Suppose I have a model which contains many parameters. I'd like to store my 
parameters in a type, for example

type Parameters
 sigma::Real
 xi::Real
 eta::Real
 beta::Real
 rho::Real
 agrid::FloatRange
end


and then I need to assign some values to my parameters. The natural way I 
see to do this is

params = Parameters(1,2,3,4,5,linrange(1,10,10))



or something like that. However, the fact that I need to remember the order 
in which I defined these parameters means there is some chance of error. In 
reality I have about 20 parameters, so defining them this way would be 
quite annoying.

It would be nice if there was a constructor that would let me use keyword 
arguments, as in

params = Parameters(sigma=1,xi=2,eta=3,beta=4,rho=5,agrid=linrange(1,10,10)) 
.



I know I could write my own constructor and use keyword arguments, but then 
I think I'd still need to use the ordered constructor to write that one.

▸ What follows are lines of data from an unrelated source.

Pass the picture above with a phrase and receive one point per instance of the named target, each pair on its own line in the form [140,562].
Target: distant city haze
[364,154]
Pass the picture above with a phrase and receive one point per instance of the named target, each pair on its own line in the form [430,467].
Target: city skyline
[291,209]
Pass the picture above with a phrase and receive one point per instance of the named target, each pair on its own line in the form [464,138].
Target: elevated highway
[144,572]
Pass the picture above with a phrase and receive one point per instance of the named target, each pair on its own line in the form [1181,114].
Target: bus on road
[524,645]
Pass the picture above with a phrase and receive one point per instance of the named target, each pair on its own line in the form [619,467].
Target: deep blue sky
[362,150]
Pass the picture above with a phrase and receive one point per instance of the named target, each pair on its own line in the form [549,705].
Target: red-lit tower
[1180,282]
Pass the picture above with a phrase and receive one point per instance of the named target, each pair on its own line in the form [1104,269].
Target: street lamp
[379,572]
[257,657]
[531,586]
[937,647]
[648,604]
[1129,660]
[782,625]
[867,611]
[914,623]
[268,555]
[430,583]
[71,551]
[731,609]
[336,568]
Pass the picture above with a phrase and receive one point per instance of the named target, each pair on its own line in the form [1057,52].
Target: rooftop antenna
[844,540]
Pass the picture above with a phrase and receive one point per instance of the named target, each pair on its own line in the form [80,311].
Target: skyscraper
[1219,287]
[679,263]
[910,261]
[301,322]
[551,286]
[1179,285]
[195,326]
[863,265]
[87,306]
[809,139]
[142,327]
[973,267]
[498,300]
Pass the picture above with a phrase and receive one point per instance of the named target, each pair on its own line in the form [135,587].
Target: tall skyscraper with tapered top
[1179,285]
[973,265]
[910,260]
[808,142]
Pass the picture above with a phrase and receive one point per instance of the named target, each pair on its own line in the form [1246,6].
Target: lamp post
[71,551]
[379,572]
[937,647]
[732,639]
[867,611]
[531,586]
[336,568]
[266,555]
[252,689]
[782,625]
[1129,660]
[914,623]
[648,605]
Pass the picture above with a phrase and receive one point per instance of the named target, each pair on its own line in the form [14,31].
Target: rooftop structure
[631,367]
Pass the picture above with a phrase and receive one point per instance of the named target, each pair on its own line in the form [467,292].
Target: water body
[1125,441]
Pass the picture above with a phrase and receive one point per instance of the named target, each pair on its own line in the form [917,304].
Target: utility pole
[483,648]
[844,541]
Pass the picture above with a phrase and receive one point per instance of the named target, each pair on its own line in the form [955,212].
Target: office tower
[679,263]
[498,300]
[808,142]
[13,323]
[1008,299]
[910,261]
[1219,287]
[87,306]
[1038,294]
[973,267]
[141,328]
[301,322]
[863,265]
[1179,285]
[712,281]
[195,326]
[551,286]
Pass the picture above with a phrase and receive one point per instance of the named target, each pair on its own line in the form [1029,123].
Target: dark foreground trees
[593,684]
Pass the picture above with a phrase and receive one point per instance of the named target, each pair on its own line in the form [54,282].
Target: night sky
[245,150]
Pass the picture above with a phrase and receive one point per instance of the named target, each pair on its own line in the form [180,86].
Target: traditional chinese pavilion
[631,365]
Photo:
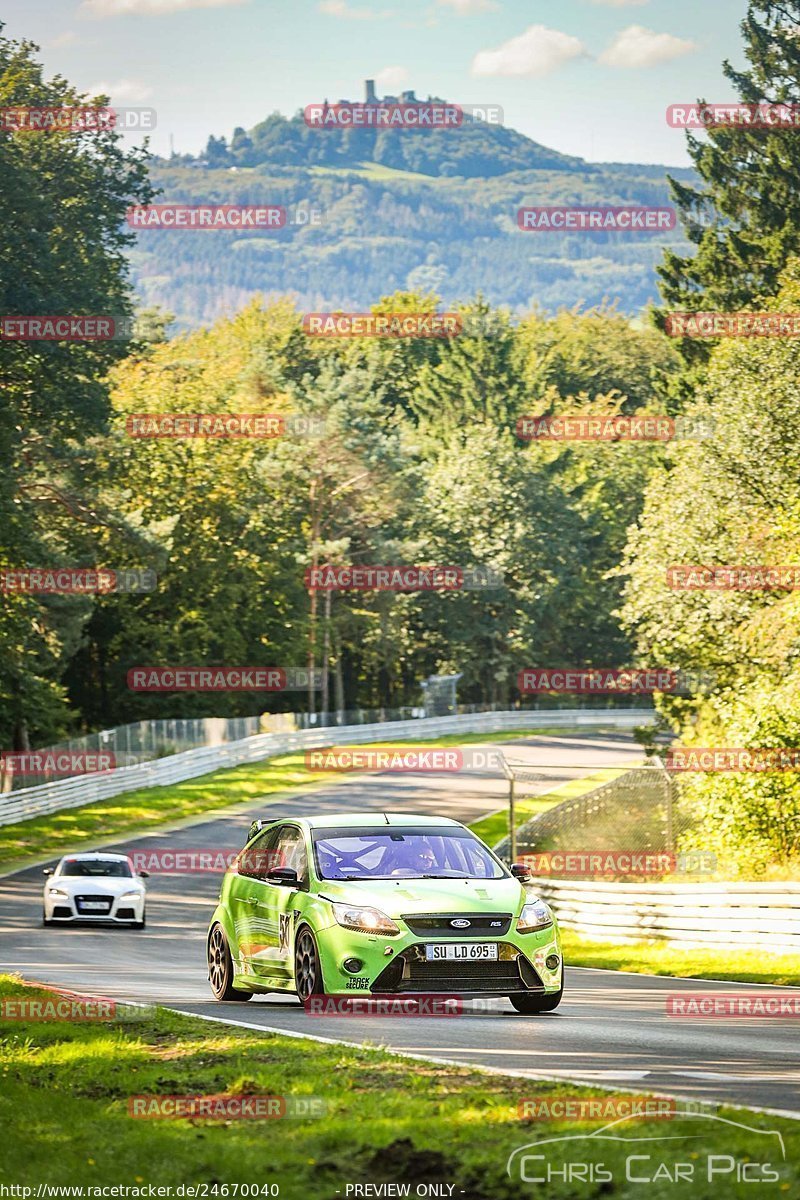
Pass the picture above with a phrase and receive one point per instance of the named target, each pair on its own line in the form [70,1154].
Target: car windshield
[90,867]
[394,853]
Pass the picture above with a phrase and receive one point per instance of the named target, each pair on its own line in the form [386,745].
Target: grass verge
[662,958]
[66,1089]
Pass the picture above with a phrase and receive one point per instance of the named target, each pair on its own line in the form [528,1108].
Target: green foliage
[61,252]
[745,217]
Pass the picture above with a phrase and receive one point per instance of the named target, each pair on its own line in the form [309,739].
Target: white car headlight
[534,915]
[366,921]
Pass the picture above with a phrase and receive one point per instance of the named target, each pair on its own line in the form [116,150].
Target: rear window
[98,867]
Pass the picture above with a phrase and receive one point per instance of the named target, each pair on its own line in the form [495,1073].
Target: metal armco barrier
[66,793]
[711,915]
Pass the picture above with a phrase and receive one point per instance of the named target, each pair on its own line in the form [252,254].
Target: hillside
[432,210]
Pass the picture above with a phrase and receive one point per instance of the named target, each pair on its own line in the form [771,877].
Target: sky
[585,77]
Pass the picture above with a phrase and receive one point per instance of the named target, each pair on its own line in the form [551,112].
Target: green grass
[64,1107]
[493,827]
[666,959]
[146,809]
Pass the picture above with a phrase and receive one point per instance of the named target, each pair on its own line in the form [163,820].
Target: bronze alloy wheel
[221,969]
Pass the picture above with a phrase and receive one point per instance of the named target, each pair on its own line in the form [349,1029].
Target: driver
[420,861]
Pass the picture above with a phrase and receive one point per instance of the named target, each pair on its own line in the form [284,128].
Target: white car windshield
[92,867]
[390,853]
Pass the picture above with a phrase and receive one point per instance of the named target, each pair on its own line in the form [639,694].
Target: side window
[290,851]
[257,859]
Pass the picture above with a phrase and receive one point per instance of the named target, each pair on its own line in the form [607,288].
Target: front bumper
[397,965]
[116,910]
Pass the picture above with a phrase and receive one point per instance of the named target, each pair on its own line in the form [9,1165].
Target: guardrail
[697,915]
[66,793]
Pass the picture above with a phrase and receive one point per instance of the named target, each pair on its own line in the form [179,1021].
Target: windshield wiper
[447,876]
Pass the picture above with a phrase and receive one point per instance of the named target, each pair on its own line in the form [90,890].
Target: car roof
[94,855]
[359,820]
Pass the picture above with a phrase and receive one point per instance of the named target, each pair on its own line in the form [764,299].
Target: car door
[277,907]
[247,894]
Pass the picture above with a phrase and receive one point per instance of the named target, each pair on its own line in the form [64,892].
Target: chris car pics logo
[678,1162]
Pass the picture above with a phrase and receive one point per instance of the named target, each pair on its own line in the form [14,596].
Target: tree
[61,252]
[745,219]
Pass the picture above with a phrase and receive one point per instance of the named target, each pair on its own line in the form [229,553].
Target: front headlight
[535,915]
[366,921]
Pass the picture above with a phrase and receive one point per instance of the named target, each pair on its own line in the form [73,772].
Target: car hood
[98,885]
[398,898]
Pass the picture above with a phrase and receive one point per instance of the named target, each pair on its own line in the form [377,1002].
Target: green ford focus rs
[374,904]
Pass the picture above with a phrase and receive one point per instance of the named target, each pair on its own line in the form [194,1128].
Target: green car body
[344,905]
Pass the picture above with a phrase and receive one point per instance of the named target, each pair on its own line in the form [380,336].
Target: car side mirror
[287,876]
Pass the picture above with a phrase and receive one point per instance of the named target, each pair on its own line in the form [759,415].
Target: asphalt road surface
[611,1029]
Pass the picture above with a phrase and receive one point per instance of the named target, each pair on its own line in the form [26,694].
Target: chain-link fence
[638,811]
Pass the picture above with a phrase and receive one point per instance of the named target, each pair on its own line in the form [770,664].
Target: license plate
[461,951]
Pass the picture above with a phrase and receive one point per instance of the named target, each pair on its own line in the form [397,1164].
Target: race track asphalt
[611,1029]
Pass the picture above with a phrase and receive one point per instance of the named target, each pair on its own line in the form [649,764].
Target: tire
[307,967]
[221,967]
[534,1005]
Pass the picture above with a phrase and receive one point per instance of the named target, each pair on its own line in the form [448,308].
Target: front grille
[486,924]
[83,901]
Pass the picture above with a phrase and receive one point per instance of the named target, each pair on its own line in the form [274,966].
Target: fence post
[671,813]
[512,822]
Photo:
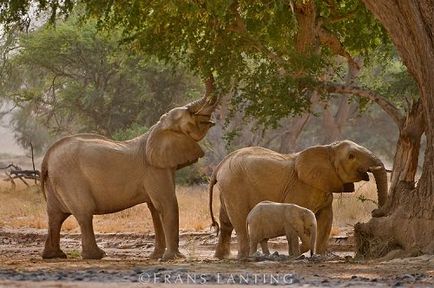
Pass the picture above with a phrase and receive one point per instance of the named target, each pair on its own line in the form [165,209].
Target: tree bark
[407,229]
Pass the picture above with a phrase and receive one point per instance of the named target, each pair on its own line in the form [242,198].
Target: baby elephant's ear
[171,149]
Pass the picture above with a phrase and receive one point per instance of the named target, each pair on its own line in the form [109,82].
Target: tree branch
[385,104]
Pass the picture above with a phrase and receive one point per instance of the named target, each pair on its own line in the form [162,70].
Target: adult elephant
[88,174]
[308,178]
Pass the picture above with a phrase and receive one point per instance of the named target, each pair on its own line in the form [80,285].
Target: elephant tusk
[375,168]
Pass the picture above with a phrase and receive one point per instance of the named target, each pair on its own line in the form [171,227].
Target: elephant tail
[212,182]
[44,176]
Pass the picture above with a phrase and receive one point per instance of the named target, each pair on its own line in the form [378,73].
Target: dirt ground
[127,265]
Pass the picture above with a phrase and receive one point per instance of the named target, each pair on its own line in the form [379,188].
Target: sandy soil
[127,265]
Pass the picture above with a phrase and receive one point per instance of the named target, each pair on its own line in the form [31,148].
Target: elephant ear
[171,149]
[315,167]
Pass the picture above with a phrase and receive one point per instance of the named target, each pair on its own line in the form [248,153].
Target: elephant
[308,178]
[271,219]
[88,174]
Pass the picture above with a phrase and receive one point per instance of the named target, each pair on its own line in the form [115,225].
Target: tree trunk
[407,229]
[406,157]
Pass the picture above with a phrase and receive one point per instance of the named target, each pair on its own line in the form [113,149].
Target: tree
[75,79]
[408,222]
[271,56]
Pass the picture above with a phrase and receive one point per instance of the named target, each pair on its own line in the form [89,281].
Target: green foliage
[28,131]
[77,79]
[248,46]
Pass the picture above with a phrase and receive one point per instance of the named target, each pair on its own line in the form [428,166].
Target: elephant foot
[171,255]
[221,253]
[97,253]
[53,254]
[157,254]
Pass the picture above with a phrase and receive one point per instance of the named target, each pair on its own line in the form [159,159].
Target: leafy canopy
[76,79]
[250,47]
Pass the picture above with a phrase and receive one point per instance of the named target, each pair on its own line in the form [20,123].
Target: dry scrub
[25,208]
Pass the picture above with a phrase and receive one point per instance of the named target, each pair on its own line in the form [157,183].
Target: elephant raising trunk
[207,104]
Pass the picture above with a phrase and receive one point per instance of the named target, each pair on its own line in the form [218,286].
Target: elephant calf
[271,219]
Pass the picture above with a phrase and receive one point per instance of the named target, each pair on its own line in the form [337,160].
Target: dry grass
[25,208]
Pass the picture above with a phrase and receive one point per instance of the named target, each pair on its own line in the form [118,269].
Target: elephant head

Is there an easy way to do this? Maybe a macro that could automatically 
define a constructor with keyword arguments?(I don't know much about 
metaprogramming). Alternatively, is there is a cleaner way to store 
parameters that doesn't use types?

---
I did find a related post 
here. 
https://groups.google.com/forum/#!searchin/julia-users/constructor$20keyword$20arguments/julia-users/xslxrihfO30/jV2awP5tbpEJ
 
. Someone suggests that you can define a constructor like,
Foo(;bar=1, baz=2) = new(bar, baz)

which does what I want. Is there a way to macro that so that it's 
automatically defined for every field in the type?